Proposta modifica di legge che richiede loro l’obbligo di conoscere il russo.  Una fedeltà di “anima e sangue” alla patria come risposta alla “russofobia”, cresciuta dopo l’attacco all’Ucraina. Sarà aumentata la difesa dei diritti dei “compatrioti” grazie a rappresentanze politiche, giuridiche, sociali e religiose nei Paesi stranieri.

Mosca (AsiaNews) – Il primo vice presidente del comitato della Duma di Mosca per gli affari della Csi, la Comunione degli Stati Indipendenti” di post-sovietica memoria, Konstantin Zatulin, ha sottoposto al Parlamento una modifica alla legge sulla “politica statale della Federazione Russa nei confronti dei connazionali all’estero”. La principale novità consiste nella richiesta obbligatoria a tutti i russi all’estero di “possedere la lingua statale”, cioè il russo.

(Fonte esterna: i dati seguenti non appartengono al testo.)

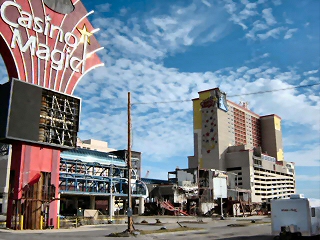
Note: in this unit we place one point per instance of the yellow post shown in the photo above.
(41, 222)
(58, 222)
(21, 222)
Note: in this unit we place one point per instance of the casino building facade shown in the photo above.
(229, 137)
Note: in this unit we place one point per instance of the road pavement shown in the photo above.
(232, 229)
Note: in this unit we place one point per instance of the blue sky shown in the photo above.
(170, 50)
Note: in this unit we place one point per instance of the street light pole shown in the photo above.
(111, 191)
(129, 210)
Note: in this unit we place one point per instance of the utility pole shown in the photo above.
(129, 210)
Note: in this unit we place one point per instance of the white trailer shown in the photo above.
(294, 217)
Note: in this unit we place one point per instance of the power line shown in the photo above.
(238, 95)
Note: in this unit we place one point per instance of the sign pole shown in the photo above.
(129, 211)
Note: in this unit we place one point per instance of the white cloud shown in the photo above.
(311, 72)
(267, 15)
(103, 8)
(308, 178)
(206, 3)
(273, 33)
(289, 33)
(276, 2)
(308, 156)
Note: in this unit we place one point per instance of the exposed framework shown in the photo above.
(78, 177)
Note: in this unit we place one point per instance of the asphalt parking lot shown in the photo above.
(232, 229)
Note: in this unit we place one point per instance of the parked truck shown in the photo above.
(295, 217)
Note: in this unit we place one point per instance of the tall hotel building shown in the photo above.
(230, 137)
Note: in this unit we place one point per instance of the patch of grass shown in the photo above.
(179, 229)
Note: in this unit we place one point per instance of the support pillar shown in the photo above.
(141, 206)
(111, 204)
(92, 202)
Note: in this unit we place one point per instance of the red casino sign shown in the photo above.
(48, 43)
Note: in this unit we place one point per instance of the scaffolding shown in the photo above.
(79, 177)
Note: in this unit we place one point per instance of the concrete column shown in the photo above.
(141, 206)
(111, 204)
(92, 202)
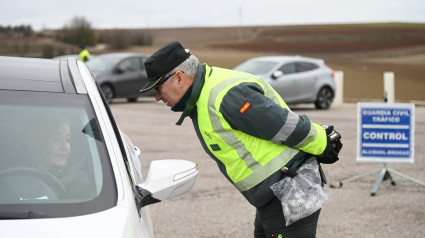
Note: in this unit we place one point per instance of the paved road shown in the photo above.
(215, 209)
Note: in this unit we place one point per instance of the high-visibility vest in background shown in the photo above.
(248, 160)
(84, 55)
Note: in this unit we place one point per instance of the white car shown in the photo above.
(66, 170)
(297, 79)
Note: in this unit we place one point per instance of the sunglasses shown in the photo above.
(158, 85)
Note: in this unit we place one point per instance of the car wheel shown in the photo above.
(324, 98)
(132, 99)
(108, 92)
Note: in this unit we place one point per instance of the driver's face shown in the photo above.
(58, 147)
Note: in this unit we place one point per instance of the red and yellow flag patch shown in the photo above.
(245, 107)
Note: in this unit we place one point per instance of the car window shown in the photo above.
(288, 68)
(256, 67)
(100, 64)
(130, 64)
(305, 66)
(53, 158)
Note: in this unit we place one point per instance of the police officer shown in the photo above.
(245, 126)
(83, 54)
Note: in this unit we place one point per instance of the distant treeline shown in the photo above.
(20, 29)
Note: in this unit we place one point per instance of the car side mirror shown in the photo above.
(277, 74)
(166, 179)
(120, 70)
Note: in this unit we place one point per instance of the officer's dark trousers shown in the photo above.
(270, 222)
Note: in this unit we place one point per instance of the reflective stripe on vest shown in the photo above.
(249, 160)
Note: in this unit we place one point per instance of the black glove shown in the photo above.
(334, 145)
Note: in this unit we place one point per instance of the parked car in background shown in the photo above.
(297, 79)
(66, 169)
(120, 75)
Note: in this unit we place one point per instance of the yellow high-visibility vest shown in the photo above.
(248, 160)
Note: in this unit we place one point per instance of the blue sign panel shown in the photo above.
(386, 132)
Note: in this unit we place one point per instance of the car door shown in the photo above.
(131, 77)
(285, 84)
(305, 80)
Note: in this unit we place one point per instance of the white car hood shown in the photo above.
(114, 222)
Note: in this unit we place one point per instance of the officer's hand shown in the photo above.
(334, 145)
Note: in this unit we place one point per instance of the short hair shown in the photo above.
(189, 66)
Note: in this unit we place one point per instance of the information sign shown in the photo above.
(386, 132)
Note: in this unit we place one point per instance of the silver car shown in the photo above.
(297, 79)
(66, 169)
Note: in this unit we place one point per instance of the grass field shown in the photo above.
(362, 51)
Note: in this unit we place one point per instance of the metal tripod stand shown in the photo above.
(383, 175)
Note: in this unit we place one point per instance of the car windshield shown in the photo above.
(100, 64)
(256, 67)
(53, 159)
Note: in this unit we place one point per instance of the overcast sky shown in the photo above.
(54, 14)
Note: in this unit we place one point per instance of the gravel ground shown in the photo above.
(214, 208)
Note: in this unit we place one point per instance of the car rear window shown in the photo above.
(256, 67)
(305, 66)
(53, 160)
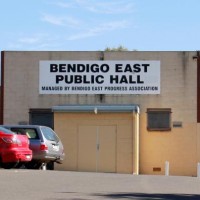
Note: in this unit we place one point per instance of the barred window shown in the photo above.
(159, 119)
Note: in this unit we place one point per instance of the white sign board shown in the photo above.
(99, 77)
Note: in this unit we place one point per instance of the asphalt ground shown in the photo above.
(61, 185)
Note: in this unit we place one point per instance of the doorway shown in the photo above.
(97, 148)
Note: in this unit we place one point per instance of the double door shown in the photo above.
(97, 148)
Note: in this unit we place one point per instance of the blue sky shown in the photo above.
(90, 25)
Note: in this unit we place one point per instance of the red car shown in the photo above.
(14, 149)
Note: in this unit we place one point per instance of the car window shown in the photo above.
(5, 130)
(29, 132)
(49, 134)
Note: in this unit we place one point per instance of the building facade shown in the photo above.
(121, 112)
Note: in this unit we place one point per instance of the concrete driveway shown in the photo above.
(60, 185)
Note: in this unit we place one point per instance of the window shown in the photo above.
(159, 119)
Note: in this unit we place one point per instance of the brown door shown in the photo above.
(97, 148)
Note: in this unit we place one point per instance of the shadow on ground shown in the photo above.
(142, 196)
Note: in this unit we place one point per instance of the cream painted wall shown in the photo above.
(180, 146)
(66, 125)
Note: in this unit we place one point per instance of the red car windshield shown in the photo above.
(4, 130)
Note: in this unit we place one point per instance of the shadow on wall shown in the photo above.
(143, 196)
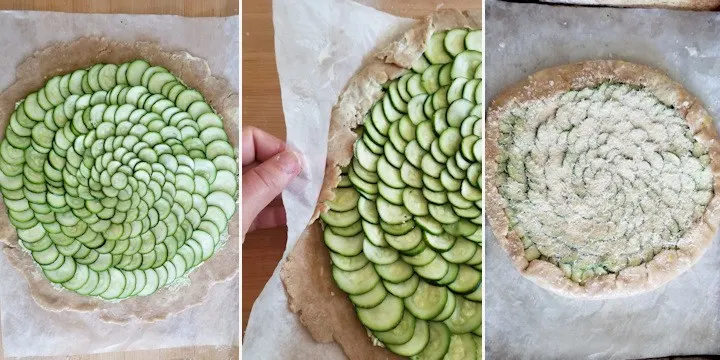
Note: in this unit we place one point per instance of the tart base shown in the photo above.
(61, 58)
(323, 308)
(632, 280)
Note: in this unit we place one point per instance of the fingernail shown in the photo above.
(289, 162)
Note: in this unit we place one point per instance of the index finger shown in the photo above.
(259, 146)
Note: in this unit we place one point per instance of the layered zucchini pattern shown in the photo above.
(405, 227)
(118, 178)
(601, 179)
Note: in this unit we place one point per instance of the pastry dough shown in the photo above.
(65, 57)
(323, 308)
(591, 238)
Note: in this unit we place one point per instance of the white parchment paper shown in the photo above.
(29, 330)
(319, 45)
(524, 321)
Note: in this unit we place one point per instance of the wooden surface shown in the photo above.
(262, 108)
(192, 8)
(173, 7)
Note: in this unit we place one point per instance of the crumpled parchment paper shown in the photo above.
(524, 321)
(319, 45)
(29, 330)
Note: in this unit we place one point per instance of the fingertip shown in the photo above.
(289, 162)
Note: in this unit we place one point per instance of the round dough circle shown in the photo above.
(606, 170)
(61, 58)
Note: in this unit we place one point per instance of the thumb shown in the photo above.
(265, 182)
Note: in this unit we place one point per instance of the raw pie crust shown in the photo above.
(565, 155)
(62, 58)
(323, 308)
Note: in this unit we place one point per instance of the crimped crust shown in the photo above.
(632, 280)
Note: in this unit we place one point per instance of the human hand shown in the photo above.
(267, 169)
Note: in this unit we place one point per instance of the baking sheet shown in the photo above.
(319, 45)
(524, 321)
(29, 330)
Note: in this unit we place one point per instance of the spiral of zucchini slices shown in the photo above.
(118, 178)
(404, 229)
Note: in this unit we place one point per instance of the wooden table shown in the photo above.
(173, 7)
(262, 108)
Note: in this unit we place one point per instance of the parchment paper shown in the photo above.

È una delle necessarie ridefinizioni globali del “mondo russo”, non tanto nella sua estensione, ma nella sua determinazione fedele, in modo da consentire alle autorità di Mosca di agire in maniera legale e costituzionale in difesa dei compatrioti in qualunque parte del globo. La legge a cui fa riferimento Zatulin è in vigore da più di 20 anni, ma appare superata dagli ultimi eventi, che introducono altre caratteristiche nella specificazione dei “russi all’estero” e del loro legame con la madrepatria.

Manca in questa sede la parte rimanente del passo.